ENNUI
I saw the loath moon rise,
The sun go sweatily down;
There was famine of sleep in his eyes;
She was a floating frown.
They nodded heavily
Over an ancient roof,
With a pout o' the shoulders, she,
He with a grind o' the hoof.
And the moon said to the sun:
"Another day to irk us!"
The sun to the touzled moon,
"Imagine it a circus."
BALLAD AUTUMNAL
(In which Any Old Fool of an idealistic turn, explains--probably without the palest colour of truth--to Any Other, infected with the same disease, the failure of their lives, labours, and dreams, and the triumph of the wise of this world.)
Hair greying, ashen eyes, uncomely ridges,
Autumn of things ill-done, and things undone:
How all that water, slipped beneath the bridges,
Chills the adieux of our defeated sun!
What paltry, unresisted jettison
Of dear hopes held, and there the graveyard West,
With mud, miasma, mastless hulks, and midges!--
We have not lived as wisely as the rest.
That wasteful trick of yours, that gust prodigious
Of dreams too great for their comparison,
Blew stars ablaze, but drowned us in the ditches.
Sad, generous, valiant, tired ephemeron!
Had we but coined the vision when it shone
We, too, had ruled, and mocked the dispossessed.
Well! we have rags, the prudent have the riches--
We have not lived as wisely as the rest.
They squeezed us, and forgot: your Je m'en fiche's
Struck in too bloodily to pass for fun.
Our bread was nibbled by the water-witches,
All that we have is given, and is gone.
Some penny, wheedled for a currant bun,
Some shirtless, soapless starveling, uncaressed,
Still thanks us for, but not our fed ambitious--
We have not lived as wisely as the rest.
ENVOI
Prince, lift your heart up out of Acheron,
Death bows us gravely to that cleaner test.
Yea! when all books are closed, all races run,
We may have lived as wisely as the rest.
THE LOST BALL
(A golfing rhapsody suggested by "The Lost Chord.")
Playing one day at the seaside, I was topping my balls on the tees,
And the sand and the bent were littered with fragments of double D's;
Piffle supreme I was playing, and varying "slice" with "pull,"
But I hit one ball a wallop like a kick of a Spanish bull.
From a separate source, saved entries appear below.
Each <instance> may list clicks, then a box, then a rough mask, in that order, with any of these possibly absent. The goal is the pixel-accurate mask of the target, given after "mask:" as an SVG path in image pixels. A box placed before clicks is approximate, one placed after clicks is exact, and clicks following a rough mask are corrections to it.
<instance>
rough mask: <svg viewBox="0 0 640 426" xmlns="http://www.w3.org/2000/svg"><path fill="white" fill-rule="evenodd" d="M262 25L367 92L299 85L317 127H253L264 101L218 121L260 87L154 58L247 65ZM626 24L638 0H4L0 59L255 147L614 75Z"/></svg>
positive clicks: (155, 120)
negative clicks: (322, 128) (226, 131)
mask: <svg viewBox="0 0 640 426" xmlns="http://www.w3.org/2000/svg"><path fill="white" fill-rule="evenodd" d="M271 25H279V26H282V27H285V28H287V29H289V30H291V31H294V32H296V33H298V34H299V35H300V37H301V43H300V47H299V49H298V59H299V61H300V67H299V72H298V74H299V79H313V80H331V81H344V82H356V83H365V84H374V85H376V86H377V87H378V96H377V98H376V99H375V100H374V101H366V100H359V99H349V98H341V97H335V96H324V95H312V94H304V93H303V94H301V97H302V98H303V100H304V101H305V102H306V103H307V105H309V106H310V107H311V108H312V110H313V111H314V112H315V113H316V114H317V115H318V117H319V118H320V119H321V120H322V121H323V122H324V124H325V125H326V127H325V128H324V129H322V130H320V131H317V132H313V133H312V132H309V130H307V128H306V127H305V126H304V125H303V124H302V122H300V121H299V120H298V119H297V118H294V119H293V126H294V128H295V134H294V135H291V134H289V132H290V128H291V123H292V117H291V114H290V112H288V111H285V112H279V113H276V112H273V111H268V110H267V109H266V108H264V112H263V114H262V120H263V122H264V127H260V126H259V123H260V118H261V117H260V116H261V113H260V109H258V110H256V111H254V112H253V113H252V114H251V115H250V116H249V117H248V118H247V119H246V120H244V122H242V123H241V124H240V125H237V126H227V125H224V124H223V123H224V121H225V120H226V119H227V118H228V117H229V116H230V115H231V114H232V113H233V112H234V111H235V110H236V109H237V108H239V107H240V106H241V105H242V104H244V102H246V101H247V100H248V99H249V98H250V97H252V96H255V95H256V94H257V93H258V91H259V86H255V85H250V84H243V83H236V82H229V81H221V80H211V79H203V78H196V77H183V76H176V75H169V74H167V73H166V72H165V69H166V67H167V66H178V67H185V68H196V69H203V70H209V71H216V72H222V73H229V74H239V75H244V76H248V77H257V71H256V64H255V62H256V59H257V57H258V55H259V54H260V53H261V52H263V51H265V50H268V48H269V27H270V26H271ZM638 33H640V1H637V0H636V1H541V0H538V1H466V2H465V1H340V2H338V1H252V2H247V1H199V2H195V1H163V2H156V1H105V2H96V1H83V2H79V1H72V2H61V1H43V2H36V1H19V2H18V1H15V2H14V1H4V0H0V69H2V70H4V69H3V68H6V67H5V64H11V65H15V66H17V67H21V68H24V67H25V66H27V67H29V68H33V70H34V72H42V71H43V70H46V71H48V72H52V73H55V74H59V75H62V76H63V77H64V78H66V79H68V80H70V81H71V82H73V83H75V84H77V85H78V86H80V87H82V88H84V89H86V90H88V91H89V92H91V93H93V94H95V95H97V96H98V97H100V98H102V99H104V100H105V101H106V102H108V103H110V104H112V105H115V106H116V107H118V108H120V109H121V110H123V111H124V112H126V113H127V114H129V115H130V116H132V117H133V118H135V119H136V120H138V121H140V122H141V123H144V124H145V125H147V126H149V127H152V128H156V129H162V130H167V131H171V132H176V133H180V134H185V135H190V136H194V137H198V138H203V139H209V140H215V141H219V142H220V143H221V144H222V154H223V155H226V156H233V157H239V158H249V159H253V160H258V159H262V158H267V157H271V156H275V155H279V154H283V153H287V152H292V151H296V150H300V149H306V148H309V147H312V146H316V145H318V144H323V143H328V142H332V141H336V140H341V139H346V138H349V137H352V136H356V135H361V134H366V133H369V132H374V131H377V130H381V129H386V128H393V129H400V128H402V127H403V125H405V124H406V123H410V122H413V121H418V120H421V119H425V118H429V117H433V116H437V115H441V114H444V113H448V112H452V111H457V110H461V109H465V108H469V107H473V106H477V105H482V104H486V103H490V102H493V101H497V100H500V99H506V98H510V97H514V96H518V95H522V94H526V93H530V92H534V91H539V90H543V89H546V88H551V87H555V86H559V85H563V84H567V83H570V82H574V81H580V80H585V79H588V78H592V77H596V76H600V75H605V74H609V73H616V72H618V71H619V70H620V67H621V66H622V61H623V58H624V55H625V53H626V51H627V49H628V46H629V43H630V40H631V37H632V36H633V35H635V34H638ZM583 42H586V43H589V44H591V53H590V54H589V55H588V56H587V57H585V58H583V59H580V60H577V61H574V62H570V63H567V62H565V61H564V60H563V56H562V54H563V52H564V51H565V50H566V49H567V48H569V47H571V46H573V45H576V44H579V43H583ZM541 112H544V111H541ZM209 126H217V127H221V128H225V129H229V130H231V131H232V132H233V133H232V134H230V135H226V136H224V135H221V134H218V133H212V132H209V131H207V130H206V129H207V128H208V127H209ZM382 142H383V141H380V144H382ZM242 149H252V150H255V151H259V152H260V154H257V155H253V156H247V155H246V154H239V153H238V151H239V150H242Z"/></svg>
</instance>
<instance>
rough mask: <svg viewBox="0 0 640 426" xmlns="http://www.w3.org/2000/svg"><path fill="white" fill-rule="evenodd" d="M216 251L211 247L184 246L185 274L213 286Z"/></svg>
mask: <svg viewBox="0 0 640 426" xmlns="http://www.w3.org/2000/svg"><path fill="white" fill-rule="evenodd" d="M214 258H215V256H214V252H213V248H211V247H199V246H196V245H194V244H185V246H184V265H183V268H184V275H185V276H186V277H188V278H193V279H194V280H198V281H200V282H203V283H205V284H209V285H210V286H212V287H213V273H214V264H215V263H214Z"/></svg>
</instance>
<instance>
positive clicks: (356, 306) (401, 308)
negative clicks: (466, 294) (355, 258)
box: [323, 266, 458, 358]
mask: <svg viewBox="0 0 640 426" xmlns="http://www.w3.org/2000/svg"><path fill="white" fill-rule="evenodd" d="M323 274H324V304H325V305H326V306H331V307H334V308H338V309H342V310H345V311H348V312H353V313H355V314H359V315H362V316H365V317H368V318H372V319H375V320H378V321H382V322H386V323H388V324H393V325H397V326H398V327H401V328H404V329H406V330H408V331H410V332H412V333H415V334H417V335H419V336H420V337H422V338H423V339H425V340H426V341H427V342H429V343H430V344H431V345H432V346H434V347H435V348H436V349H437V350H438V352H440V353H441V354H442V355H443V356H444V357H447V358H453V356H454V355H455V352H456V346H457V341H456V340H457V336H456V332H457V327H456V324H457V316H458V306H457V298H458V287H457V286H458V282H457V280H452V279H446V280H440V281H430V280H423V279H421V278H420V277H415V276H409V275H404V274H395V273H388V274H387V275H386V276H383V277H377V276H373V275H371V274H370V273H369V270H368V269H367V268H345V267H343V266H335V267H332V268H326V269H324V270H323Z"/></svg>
It whistled its way towards Heaven in a rocket's magic flight;
It cancelled the crimson sunset like the shroud of a moonless night;
It knocked the paint off a rainbow and scattered the stars like bees;
And sped thro' the stellar spaces as tho' it would never cease.
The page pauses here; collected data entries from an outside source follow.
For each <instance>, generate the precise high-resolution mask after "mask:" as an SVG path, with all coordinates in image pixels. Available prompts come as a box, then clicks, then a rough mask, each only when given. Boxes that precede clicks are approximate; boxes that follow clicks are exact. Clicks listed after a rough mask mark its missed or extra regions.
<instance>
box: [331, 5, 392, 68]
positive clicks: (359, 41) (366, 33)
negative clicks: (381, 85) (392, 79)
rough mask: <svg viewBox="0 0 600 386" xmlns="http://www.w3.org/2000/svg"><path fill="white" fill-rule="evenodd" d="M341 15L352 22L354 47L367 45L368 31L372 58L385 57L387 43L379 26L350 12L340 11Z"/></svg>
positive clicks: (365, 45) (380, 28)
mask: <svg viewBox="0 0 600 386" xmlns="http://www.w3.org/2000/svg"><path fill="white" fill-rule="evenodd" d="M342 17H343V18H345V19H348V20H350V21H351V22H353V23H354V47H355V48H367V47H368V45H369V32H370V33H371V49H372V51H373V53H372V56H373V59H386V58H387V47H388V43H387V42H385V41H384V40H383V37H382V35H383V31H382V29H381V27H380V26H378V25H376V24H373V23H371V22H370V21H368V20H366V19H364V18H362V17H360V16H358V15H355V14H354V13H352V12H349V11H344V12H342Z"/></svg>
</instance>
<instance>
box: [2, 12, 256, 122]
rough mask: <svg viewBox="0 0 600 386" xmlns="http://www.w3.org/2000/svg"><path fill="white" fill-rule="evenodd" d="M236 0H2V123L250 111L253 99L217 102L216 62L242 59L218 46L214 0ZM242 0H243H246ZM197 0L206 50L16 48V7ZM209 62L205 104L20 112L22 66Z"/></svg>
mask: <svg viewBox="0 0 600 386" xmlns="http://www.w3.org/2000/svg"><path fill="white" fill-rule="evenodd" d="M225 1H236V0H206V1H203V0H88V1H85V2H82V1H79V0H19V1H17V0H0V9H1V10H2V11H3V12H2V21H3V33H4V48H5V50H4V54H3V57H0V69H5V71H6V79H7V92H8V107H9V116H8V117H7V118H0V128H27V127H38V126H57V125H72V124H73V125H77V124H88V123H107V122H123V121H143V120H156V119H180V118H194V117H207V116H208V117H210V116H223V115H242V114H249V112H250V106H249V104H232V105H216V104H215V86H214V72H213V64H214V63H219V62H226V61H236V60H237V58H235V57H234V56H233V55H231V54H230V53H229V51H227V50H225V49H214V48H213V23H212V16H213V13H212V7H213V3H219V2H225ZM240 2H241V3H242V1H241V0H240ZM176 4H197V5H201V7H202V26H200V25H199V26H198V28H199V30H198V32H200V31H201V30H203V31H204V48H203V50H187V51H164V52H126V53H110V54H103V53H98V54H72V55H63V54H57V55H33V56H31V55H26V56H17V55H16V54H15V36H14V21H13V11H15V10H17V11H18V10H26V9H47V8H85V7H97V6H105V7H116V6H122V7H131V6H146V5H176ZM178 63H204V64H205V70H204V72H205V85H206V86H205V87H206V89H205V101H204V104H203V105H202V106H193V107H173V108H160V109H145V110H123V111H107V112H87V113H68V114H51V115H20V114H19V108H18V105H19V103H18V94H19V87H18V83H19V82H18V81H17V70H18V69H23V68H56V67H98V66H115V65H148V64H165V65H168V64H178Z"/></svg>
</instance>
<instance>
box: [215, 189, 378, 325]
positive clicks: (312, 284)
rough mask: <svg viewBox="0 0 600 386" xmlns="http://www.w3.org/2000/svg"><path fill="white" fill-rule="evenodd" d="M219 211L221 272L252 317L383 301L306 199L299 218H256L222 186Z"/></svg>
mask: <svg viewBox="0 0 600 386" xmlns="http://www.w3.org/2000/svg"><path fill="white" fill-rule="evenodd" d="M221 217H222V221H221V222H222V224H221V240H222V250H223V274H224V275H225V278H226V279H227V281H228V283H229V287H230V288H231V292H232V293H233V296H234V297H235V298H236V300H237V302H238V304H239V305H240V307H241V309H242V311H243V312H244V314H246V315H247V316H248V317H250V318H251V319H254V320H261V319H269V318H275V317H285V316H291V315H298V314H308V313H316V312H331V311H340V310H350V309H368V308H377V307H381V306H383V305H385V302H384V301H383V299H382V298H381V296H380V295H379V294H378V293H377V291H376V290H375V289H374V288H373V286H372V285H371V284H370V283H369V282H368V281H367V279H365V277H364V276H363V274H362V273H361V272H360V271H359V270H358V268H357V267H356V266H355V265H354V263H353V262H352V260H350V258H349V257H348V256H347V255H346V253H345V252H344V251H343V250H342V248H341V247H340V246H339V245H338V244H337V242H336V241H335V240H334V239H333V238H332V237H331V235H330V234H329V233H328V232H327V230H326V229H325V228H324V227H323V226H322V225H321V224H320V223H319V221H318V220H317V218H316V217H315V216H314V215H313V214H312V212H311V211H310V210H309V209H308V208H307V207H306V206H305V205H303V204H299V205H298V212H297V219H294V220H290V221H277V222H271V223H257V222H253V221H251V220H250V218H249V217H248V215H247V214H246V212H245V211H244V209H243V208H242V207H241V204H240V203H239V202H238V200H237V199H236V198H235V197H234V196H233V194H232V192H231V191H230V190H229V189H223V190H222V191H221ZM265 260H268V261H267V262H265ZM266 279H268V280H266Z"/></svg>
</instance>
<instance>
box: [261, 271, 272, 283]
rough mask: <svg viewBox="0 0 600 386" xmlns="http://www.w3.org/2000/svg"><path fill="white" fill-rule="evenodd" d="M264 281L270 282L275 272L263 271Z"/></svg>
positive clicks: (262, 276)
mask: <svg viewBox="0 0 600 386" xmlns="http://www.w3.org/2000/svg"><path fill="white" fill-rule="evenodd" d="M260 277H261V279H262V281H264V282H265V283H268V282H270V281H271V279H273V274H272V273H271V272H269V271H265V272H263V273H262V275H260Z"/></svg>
It looped the loop like Pégoud in parabolic curves;
It was salve to my wounded feelings and balm to my ruffled nerves;
It clove my opponent's gizzard like the stab of a Lascar's knife;
And produced the hardest swearing I have ever heard in my life.
I have sought in the bent and the bushes that one magnificent ball;
It may be Antartic crystals were broken by its fall;
It may be that Death as Caddy may light on the spot it fell;
I may have holed out in Heaven or find myself trapped in Hell.